If $A\cong B$ and $C\cong D$ how can I prove that $A/C\cong B/D$?

Question

Let $A,B$ groups and $C\leq A$ and $D\leq B$. How can I prove that $A/C\cong B/D$ ? I tried as follow : Let $i:A\to B$ an isomorphism and $j:C\to D$ an isomorphism. I define $$\tau : A\to B/D$$ by $\tau(a)=f(a)+D$. The surjectivity is clear.

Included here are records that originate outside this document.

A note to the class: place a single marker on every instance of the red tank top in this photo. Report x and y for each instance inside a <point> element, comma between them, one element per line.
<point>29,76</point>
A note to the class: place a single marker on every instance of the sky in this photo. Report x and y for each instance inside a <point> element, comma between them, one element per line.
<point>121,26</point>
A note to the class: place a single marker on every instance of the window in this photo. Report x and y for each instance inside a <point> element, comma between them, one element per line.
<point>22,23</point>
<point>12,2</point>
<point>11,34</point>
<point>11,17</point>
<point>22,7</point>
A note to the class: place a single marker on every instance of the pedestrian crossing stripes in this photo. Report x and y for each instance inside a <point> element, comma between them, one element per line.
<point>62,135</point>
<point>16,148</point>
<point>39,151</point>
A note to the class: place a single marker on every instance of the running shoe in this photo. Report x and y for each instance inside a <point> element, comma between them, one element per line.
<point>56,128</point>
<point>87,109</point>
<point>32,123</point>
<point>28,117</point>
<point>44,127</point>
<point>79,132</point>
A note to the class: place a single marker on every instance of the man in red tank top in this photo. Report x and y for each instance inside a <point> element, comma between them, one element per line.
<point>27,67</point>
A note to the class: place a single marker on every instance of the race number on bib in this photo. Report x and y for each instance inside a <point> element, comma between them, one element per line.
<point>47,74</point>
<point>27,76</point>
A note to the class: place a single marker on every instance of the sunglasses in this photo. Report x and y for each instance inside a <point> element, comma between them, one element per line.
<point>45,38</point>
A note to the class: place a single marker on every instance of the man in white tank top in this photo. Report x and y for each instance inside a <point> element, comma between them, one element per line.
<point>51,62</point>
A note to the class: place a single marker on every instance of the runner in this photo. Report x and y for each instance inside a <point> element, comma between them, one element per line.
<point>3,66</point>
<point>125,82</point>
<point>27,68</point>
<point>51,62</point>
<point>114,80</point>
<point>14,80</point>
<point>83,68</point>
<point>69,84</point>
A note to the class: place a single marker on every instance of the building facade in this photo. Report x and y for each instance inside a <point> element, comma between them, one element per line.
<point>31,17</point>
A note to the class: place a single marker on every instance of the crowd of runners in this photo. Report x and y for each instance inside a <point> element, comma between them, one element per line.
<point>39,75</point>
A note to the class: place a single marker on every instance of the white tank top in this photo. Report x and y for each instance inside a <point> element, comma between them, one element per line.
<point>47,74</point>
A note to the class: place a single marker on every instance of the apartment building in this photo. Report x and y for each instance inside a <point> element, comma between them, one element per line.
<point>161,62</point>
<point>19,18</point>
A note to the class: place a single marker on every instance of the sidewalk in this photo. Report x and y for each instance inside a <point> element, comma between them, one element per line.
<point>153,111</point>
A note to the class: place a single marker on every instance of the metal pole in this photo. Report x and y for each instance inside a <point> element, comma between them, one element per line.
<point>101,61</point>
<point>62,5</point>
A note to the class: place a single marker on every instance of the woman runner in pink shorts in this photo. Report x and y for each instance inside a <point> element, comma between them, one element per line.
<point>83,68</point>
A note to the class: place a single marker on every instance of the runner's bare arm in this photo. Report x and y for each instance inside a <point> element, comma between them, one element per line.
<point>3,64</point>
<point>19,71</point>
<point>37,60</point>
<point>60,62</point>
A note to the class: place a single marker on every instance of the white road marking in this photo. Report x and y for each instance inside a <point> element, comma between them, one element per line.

For the injectivity, $$\tau(a)=0\implies f(a)\in D$$ Does this implies that $a\in C$ ? Since $f|_C :C\to D$ doesn't should be an isomorphism I'm not sure.

My second try would be to defined $ f:C\to D$ an isomorphism and to prolong it to an isomorphism to $A\to B$, but is it possible ? If yes, then I can do my previous argument. If not, how can I do ?

Answer 1

A finite counterexample: $A=B=\mathbb Z_4\times \mathbb Z_2$, and $C=\{(0,0),(0,1)\}$, $D=\{(0,0),(2,0)\}$.

Then $A/C$ is cyclic of order 4, but $B/D$ is the Klein 4-group.

Answer 2

This is false (so any proof is hopeless), take $A=B=\mathbb{Z}$ (with the addition) and $C=2\mathbb{Z};\ D=3\mathbb{Z}$. Then $|A/C|=2;\ |B/D|=3$.

Answer 3

$\mathbb Z/2\mathbb Z$ is not isomorphic to $\mathbb Z/3\mathbb Z$, although all of $A,B,C,D$ in this example are isomorphic.